Covid-19 sent European mergers and acqusitions plunging to an 11-year low of $83.6 billion (€74 billion) in the three months ended June 30th, according to the latest Mergermarket Financial report.
The firm’s figures also show that in the Republic, Deloitte advised on eight deals, worth a total of $556 million in the first half of 2020, topping the league table here.
Jefferies came second, advising on two deals with a combined price tag of $488 million while Davy Corporate Finance was third, also with two transactions, worth $140 million in all.
The $83 billion spent on European businesses in the second quarter of the year was the first time that the total failed to breach the $100 million-mark over a three-month period since 2009, Mergermarket’s report says.
This pushed the total value of European deals in the first half of the year down to $291.5 billion , 30 per cent below the $420 billion that mergers and acqusitions in the region registered during the same period in 2019.
“Amid severe economic contraction, companies have been reluctant to part with any large-sums of money in recent months, with only 19 deals valued above $1 billion announced in the second quarter of the year,” Mergermarket says. “In contrast, 37 such deals occurred in the opening three months of 2020.”
The firm adds that the Organisation for Economic Co-operation and Development is forecasting severe falls in gross domestic product - a measure of the wealth a country creates - across Europe.
France, Italy and the UK, one of the Republic's biggest trading partners, are all projected to suffer economic falls of more than 10 per cent this year as a result of the coronavirus outbreak.
Insurer Aon's $35.6 billion takeover of pension advisers Wills Towers Watson was Europe's biggest deal in the second quarter.
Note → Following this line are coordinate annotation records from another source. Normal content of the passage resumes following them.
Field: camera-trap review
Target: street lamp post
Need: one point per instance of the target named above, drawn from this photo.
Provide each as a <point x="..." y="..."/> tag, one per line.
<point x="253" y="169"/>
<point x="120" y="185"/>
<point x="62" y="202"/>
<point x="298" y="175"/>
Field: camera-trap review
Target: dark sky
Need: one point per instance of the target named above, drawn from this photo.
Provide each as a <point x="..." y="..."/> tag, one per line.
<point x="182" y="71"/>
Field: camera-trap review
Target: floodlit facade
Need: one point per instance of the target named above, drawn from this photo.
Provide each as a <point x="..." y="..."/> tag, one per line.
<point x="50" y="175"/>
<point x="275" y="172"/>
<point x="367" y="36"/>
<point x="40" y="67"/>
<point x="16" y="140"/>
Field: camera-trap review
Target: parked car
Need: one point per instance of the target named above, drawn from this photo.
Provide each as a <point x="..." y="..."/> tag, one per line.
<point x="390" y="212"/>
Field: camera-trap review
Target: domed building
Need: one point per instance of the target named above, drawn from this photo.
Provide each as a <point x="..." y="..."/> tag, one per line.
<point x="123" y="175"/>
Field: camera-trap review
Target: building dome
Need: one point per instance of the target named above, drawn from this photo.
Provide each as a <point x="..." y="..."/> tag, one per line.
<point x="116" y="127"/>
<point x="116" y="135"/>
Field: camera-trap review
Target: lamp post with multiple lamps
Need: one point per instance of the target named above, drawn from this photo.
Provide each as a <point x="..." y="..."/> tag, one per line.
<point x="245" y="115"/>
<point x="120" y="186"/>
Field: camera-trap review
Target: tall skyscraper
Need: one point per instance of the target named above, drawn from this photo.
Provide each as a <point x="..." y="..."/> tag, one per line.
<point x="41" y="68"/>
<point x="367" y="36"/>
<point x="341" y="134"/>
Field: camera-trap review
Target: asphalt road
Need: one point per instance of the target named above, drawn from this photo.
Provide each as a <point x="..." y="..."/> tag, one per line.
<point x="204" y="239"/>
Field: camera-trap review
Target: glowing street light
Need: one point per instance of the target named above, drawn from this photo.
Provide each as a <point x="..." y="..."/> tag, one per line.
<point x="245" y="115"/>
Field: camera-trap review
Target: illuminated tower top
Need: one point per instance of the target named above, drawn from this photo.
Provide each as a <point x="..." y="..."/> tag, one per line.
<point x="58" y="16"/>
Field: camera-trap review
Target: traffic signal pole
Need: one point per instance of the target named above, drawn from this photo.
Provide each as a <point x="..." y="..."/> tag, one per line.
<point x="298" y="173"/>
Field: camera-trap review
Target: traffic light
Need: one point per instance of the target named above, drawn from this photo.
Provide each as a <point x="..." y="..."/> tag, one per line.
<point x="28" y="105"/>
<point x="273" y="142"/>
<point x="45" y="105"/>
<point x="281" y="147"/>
Cinven's purchase of Thyssen Krupp Elevators for $18.8 billion was the second largest.
Technology continued to draw buyers’ interest with the industry accounting for close to 19 per cent of all European deals in the second quarter, against 14 per cent during the comparable three months in 2019.
Globally, deal values collapsed by more than half to $901 billion in the first ahlf of the year from $1.9 trillion during the same period in 2019.
Mergermarket notes that worldwide mergers and acquisitions fell to levels not seen since 2008 and 2009, when a collapse in financial markets sparked a recession.
“And while the global financial crisis remains the best historical comparison, Covid-19 has generated its own unique brand of mayhem,” the firm adds.